Menurut dia, di Passo, sampai sekarang belum ada warga Muslim yang berani kembali dari pengungsian, bahkan ada warga Muslim yang menjual rumahnya. Begitu pula sebaliknya. Pengungsi Kristen yang ada di Passo masih belum berani untuk kembali ke tempat asal mereka. "Meskipun kondisi sudah membaik, perasaan takut itu masih ada. Kalau untuk melancong keluar masuk, setiap saat sudah berjalan. Kami melakukannya sedikit demi sedikitlah, bertahap. Mungkin suatu saat mereka merasa yakin sudah cukup aman untuk kembali, karena ada banyak warga Muslim di Passo yang belum mau sama sekali menjual lahannya, kebunnya, atau rumahnya, karena dia ingin suatu saat nanti kembali. Mereka merasakan hidup mereka dulu di sini tenteram...."
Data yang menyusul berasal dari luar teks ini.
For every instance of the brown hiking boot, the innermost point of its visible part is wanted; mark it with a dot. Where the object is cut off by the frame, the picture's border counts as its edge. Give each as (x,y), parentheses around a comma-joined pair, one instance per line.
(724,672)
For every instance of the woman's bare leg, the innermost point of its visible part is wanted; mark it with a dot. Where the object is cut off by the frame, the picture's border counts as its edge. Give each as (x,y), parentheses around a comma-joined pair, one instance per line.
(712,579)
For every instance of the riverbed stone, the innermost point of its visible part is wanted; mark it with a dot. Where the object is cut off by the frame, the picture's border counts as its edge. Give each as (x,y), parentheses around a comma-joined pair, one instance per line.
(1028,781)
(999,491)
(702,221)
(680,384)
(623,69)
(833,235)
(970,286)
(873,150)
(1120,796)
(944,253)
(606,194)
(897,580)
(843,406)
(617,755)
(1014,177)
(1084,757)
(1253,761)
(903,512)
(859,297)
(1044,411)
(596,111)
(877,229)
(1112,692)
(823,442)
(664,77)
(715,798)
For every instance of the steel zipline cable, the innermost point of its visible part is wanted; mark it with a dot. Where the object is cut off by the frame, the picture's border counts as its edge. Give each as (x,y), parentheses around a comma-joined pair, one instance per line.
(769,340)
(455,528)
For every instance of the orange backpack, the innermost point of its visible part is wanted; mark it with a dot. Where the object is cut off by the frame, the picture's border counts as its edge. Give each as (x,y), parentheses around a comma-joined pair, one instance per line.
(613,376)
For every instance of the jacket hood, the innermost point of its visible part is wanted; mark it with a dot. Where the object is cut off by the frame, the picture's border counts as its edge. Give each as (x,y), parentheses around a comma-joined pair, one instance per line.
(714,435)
Apa pun nama gerakannya, Baku Bae, Baku Dapa, ataukah Musyawarah Latupatti, sasarannya adalah sama, yaitu membawa masyarakat Maluku bangkit dari puing-puing kerusuhan dan melupakan dendam, merajut dan membangun kembali masa depan dengan hidup rukun berpegang pada pelagandong. Namun, sejumlah latupati dan beberapa pihak menanggapi gerakan-gerakan itu dengan apatis, dengan bercuriga, jangan-jangan gerakan tersebut ditunggangi kepentingan pihak tertentu di luar komunitas Muslim dan Kristen. Mereka beranggapan, tanpa gerakan-gerakan itu, sekarang pun warga Muslim dan warga Kristen sudah baku tau dan baku tegor. Hal itu menurut mereka, tercapai secara alami. (fey)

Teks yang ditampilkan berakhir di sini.